三秒の空白
卒業ライブの一曲目は、死んだドラマーの葛西冬弥が予約投稿した伴奏で始まった。
伊吹杏奈は中央のマイクを握り、右側の空席を見ないようにした。そこには冬弥のドラムセットだけが置かれている。事故から半年たっても、スティックの先には彼の指の跡が残っていた。
配信画面の波形には、サビの直前だけ三つの黒い穴が並んでいた。編集ミスではない。冬弥は空白も演奏だと言い、無音の長さに誰より厳しかった。
イントロのクリックに、冬弥の声が混じる。
「三秒待って」
バンドの合図だった。サビへ飛び込む前、三秒だけ全員で息を止める。せっかちな杏奈が走らないよう、冬弥が決めたルールだ。
けれど事故の日、杏奈は同じ言葉をメッセージで送っていた。駅前で待ち合わせ中、録り直した歌を聴かせたくて〈三秒待って〉と送信した直後、冬弥は横断歩道で車にはねられた。警察は、スマートフォンを見ながら信号を渡ったと説明した。
Aメロを歌うたび、杏奈の喉は狭くなる。ギターの白河透真が横目で支えた。客席の誰も、彼女が自分の五文字で冬弥を殺したと思っていることを知らない。
「まだ、走らないで」
冬弥の二度目の声。予定どおり、サビ前に伴奏が消えた。
一秒目。タイヤが路面を擦る音。
二秒目。小さな子供の泣き声。
三秒目。冬弥のスティックが、ガードレールを三回叩く音。
そしてサビが爆発する直前、現場で録られた少年の声が入った。
――お兄ちゃんが、ぼくを押してくれた。
客席の最前列で、小学生の少年が立ち上がった。事故のあと転校し、今日だけ母親に連れられて戻ってきた子だった。

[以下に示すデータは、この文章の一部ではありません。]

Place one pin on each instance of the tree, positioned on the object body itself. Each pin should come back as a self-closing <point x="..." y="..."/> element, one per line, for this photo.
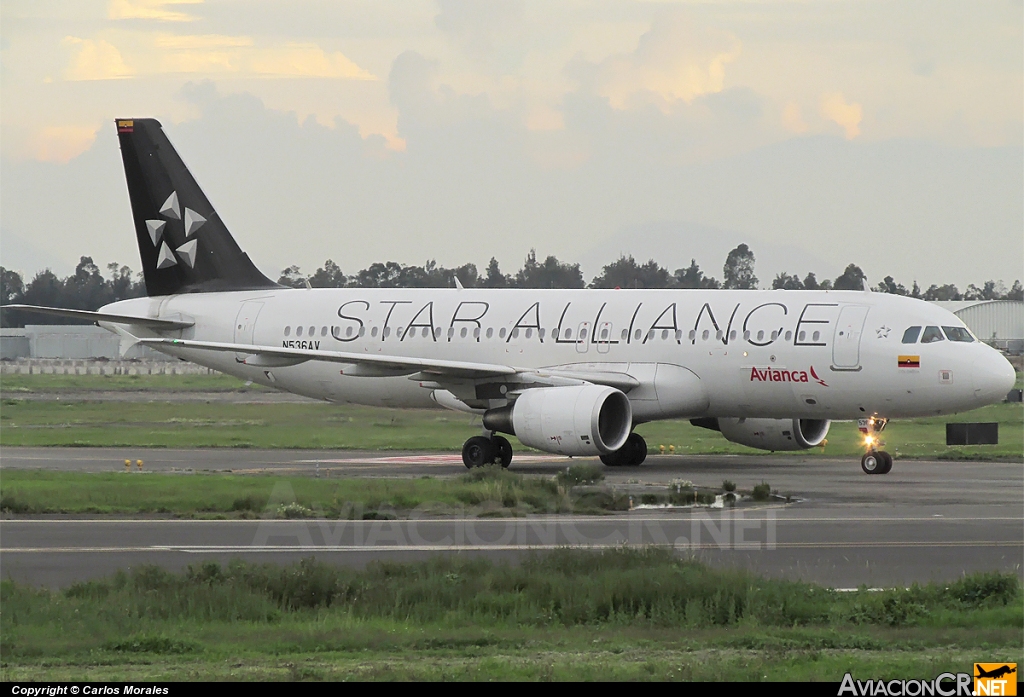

杏奈は歌えなくなった。冬弥は画面を見て飛び出したのではない。赤信号へ走った子供を追い、道路の外へ押し戻した。彼のスマートフォンは、曲の素材を集める録音モードのままポケットに入っていたのだ。
最後のサビは客席が歌った。冬弥のドラムだけが、予約された音源の中で正確に三秒を待ち、誰より早く次の拍へ進んだ。
「三秒待って」
曲の最後、杏奈は同じ言葉を囁いた。
それはもう、死なせたメッセージではない。自分より先に誰かを助けるため、冬弥が世界に頼んだ三秒だった。